1. It’s my opinion and no one else’s. Not my employer, not my genders and not anyone but mine.
2. Its a whole lot easier to write here in a blog post than in a twitter conversation, no matter how much I enjoy chatting with everyone, including Jeff Smith and Bradd Piontek… 🙂
The basis for the discussion was an article that can be found here. Although the article was called, “The Real Reasons There Aren’t More Women in Tech”, the Problem #1 really is something I believe hits America hardest and this is not just impacting women in tech. Women are just more impacted because girls require the opportunities to be offered to them earlier on than boys for those opportunities to be successful.
When I was in high school, I took an elective programming class.

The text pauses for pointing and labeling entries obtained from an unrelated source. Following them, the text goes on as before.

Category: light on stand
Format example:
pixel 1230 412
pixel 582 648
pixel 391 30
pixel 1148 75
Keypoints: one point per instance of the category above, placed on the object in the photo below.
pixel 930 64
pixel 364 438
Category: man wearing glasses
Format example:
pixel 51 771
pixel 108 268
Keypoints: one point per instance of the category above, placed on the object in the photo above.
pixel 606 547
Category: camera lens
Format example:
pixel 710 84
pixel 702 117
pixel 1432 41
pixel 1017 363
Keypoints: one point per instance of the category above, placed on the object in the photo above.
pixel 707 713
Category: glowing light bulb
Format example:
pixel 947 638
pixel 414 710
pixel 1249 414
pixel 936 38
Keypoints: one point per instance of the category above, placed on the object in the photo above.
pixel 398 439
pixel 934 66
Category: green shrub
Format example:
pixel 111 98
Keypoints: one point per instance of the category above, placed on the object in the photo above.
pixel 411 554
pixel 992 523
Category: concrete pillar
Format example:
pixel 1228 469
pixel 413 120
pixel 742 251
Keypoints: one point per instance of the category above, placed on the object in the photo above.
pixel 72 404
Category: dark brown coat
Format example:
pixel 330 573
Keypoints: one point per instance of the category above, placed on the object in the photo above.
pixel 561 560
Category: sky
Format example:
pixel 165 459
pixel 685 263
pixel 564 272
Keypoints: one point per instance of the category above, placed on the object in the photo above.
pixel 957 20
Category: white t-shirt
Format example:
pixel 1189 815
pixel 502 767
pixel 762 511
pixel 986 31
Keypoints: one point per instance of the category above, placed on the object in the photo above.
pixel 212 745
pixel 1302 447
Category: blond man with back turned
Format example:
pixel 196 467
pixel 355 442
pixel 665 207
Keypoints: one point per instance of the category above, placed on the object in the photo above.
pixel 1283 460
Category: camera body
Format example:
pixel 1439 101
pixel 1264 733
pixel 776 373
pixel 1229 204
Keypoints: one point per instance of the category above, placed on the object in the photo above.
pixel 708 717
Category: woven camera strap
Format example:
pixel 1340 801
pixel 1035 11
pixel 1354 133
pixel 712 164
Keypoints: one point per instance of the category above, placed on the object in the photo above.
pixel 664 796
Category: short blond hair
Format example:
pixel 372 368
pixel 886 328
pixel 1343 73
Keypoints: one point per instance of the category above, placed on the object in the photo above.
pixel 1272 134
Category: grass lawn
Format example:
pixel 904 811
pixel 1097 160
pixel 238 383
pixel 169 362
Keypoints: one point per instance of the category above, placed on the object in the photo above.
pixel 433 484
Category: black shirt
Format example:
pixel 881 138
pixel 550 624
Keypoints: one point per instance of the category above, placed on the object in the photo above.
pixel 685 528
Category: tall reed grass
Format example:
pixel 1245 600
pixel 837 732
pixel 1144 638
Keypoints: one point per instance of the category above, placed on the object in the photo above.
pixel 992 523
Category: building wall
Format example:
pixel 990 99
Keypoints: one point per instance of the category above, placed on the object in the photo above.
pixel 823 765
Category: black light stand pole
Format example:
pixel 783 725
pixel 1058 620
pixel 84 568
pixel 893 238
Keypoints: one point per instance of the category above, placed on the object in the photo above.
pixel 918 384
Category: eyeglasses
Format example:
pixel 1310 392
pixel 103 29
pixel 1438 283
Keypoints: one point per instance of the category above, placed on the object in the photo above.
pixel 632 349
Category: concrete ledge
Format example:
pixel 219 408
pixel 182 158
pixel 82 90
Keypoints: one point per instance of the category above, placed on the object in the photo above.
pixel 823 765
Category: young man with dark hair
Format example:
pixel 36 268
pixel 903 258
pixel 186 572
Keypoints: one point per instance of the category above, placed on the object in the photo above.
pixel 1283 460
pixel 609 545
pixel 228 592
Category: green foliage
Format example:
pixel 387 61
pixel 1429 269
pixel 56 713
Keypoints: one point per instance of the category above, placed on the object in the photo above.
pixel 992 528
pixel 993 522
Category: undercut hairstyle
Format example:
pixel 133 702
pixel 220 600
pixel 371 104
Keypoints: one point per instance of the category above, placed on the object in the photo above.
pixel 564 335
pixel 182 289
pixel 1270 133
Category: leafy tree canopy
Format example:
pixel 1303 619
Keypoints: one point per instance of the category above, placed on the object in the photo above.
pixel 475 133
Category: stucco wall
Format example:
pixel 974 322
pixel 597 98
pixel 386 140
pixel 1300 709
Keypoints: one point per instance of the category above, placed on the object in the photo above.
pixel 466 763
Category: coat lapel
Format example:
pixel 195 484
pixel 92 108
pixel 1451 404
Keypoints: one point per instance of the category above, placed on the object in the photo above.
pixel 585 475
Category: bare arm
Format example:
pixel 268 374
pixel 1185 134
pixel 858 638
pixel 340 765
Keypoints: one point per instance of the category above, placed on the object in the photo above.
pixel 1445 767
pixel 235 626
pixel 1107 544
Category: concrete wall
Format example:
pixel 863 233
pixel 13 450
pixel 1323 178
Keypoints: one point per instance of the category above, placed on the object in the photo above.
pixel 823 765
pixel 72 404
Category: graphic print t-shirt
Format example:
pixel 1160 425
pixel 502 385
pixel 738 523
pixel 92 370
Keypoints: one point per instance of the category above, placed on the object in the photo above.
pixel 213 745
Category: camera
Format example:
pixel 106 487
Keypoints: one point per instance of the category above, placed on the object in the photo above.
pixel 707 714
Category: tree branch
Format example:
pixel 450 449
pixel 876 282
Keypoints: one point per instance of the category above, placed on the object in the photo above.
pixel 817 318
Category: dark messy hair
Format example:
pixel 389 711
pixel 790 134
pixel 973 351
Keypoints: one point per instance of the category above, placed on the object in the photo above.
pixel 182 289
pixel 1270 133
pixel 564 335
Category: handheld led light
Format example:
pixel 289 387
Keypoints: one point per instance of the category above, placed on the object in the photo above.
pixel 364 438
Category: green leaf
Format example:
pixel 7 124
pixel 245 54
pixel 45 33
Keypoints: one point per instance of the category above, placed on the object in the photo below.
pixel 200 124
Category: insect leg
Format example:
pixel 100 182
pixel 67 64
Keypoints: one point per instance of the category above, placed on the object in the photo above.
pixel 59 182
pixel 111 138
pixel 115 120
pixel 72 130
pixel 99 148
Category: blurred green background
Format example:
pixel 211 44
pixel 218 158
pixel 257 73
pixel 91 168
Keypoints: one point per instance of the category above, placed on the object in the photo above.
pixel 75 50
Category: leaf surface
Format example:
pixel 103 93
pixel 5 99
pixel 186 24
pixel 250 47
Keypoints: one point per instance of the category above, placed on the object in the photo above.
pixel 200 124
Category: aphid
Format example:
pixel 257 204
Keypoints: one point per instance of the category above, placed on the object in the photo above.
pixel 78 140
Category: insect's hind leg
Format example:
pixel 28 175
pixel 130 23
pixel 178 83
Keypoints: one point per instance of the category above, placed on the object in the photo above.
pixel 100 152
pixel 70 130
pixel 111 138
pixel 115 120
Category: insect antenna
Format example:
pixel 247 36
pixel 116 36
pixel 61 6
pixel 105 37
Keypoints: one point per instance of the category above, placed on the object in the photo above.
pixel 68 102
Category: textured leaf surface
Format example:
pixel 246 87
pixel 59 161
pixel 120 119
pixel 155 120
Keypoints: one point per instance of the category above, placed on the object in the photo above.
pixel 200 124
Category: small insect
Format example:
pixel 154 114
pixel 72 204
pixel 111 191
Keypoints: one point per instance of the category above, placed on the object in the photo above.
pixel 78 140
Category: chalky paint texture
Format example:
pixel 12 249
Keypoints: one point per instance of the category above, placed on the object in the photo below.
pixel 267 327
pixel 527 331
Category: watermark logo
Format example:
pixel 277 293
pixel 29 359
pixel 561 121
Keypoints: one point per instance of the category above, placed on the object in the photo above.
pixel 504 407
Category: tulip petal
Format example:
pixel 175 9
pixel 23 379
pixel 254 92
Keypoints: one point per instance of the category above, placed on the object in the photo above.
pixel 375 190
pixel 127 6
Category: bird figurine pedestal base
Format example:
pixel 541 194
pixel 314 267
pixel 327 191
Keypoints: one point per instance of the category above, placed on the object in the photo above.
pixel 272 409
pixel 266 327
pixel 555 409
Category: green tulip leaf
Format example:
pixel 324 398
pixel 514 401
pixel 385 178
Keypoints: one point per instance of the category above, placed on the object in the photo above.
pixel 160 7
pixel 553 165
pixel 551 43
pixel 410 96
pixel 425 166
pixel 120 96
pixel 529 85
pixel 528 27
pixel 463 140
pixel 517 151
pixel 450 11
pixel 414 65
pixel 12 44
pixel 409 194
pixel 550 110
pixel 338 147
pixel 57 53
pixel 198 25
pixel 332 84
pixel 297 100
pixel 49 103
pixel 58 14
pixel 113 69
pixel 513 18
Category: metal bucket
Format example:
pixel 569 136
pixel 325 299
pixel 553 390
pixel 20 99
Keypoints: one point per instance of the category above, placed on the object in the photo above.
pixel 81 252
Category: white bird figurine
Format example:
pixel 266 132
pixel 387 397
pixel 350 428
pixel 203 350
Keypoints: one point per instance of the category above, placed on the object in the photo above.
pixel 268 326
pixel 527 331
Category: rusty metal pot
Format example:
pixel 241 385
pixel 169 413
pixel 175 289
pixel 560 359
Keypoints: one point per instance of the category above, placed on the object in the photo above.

My children are barely offered any computer classes unless they offer to attend the alternative school in the area that is recognized for the attendance by teens with behavioral issues. This seems very odd for anyone who is thinking, “What does this mean for the future of technology employees?” There are varied responses on what level of technology is offered by state for technical education in the US, but it’s still quite difficult to understand when you look at these statistics.
For my state’s school system, mandatory computer class entails a middle school requirement that can override the high school class, which involves teaching Microsoft Office and how to format a USB drive. Sorry, that’s Office Technology, it’s not Information Technology. They are TWO DIFFERENT THINGS. Once kids reach high school, for computer programming to be a passion for many, is too late to be considered an opportunity for a career!
Now back to my generation- many of us were offered a programming class. IT was the future. Around this time, 1982, (yes, I’m aging myself!) there were just over 600,000 home computers. Information Technology positions were still only a small percentage of the American workforce and workstations were often unheard of in offices, which mostly preferred typewriters or dedicated word processors.
Now back to modern times. You would be hard-pressed to find a home without at least one pc and almost everyone has a tablet and children are walking around with smartphones. STEM careers are projected to increase by 1.4 million jobs by 2020. There are consistent concerns by the US Dept. of Labor that we aren’t prepared to meet these demands with the American Labor force and many are complaining that jobs are being filled by skilled employees overseas.
All this and yet the solution I feel sits right in front of us and we should have started addressing it quite some time ago. We have requirements for English Literature and History, (all very important…) but how many English Lit and History majors are out of work? Why is computer programming introduced so late into our children’s education, (if at all) and is still an elective?
I’m not the only one questioning our idea of what is a “core” education. We need to embrace the idea that our children should be introduced to programming in elementary and by the time they are out of high school, they should be able to fulfill the requirements for an entry level computing programming position in the workforce just as easily as they can fulfill other entry level jobs.